Por favor, lean este pasaje ante de la homilía.
Imagina una sala de banquete en la época de Jesús. Había tres mesas que se formaba como la letrea U. el anfictión estaba tumbado en la mesa cabeza y la persona honrada estaba tumbado a la izquierda del anfitrión donde los dos podían conversarse. Los demás invitados estaban tumbados según su cercanía con el anfitrión. Todos los invitados estaban tumbados a su izquierda tomando su comida con sus manos derechas.
Para acércase a la cabecera o a la cola necesitaba arrastrase sobre los demás para llegar al propio lugar. Hacia la cabecera para gloria; hacia la cola para la propia humillación. Fuera como si nosotros subiéramos sobre mucha genta para sentarnos en un teatro o un estadio de deporte.
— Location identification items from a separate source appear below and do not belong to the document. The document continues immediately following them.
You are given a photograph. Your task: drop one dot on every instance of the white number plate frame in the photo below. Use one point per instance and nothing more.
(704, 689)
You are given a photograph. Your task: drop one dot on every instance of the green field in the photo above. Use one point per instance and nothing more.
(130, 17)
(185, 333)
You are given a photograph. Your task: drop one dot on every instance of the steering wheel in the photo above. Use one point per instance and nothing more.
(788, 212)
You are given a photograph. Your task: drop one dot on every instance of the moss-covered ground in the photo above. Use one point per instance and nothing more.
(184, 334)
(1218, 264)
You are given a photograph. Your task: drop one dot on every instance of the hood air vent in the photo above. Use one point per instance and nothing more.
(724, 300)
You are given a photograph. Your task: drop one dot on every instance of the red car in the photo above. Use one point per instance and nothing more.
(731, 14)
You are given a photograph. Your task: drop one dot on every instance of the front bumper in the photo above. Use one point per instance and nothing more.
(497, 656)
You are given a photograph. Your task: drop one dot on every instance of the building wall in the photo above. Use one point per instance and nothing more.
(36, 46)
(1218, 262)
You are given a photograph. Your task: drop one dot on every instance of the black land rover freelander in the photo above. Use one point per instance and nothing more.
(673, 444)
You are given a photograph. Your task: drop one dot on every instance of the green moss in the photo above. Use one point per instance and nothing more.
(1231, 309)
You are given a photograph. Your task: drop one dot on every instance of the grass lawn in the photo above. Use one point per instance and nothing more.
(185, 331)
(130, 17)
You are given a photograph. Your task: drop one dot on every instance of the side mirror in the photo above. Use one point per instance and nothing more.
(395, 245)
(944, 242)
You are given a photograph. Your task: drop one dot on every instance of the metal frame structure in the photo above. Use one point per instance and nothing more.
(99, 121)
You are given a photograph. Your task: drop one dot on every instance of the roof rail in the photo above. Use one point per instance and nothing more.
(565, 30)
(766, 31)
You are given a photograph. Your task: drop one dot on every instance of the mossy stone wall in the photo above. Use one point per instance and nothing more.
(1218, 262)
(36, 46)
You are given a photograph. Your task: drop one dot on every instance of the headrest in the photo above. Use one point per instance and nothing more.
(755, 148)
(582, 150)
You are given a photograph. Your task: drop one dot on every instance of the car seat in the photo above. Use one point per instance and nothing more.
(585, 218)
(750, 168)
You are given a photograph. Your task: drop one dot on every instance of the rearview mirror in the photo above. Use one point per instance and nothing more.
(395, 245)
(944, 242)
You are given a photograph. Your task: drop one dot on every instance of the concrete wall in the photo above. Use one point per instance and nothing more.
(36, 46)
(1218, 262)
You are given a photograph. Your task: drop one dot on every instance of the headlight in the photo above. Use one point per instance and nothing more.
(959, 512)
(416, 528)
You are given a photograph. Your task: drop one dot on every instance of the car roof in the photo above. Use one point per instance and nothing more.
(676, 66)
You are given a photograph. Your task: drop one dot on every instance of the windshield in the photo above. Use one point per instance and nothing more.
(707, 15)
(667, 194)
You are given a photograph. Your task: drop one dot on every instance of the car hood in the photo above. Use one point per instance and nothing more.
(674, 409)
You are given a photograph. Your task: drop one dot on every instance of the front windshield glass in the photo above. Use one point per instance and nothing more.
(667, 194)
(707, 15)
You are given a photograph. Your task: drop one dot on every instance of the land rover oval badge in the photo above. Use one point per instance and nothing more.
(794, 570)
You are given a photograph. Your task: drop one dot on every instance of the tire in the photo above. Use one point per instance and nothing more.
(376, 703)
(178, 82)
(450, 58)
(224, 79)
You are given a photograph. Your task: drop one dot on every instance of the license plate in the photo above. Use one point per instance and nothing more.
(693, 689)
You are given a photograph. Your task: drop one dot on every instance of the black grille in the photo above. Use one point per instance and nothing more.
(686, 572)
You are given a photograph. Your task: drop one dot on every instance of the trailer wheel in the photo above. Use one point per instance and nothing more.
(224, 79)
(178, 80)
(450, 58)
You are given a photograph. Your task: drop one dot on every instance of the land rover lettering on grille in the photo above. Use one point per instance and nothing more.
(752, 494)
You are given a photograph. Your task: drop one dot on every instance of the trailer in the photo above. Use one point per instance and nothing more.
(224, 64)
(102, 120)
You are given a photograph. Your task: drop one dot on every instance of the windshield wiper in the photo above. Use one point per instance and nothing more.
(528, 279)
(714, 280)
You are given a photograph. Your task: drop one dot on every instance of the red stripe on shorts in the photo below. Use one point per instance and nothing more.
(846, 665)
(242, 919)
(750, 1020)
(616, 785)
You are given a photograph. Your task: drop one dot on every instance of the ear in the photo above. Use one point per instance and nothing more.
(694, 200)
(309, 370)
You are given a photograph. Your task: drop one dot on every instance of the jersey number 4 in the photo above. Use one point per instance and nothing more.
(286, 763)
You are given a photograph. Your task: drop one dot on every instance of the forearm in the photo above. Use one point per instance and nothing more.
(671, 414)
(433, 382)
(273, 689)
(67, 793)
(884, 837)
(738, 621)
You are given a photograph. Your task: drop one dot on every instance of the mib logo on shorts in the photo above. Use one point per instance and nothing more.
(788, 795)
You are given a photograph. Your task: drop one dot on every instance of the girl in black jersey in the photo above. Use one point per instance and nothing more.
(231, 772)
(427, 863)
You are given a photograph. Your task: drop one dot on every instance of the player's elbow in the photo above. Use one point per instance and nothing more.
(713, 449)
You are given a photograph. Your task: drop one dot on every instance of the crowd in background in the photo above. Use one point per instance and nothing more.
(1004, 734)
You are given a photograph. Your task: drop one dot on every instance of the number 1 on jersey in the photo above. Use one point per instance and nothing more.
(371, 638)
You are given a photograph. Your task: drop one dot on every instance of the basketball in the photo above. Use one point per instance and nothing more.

Jesús no decía de un banquete de bodas sino el gran banquete con Dios en su gloria. Nosotros nos damos aires si pensamos que tendríamos los primeros lugares con Dios en su reino. Sino los que Dios favorece como los pobres, los ciegos, los cojos, incluyendo a los que a menudo llamamos pecadores como los que están en matrimonios irregulares, los que tienen adicciones, y los que expresan su sexualidad diferente, y los que nosotros no queremos.
Somos invitados al banquete. No merecemos estar allí. Sólo tenemos derecho a estar allí porque Dios nos ha invitado. Si alguien no está invitado, no podemos reclamarnos sobre él porque es sólo la gracia de Dios y su invitación que estamos en el banquete de Dios.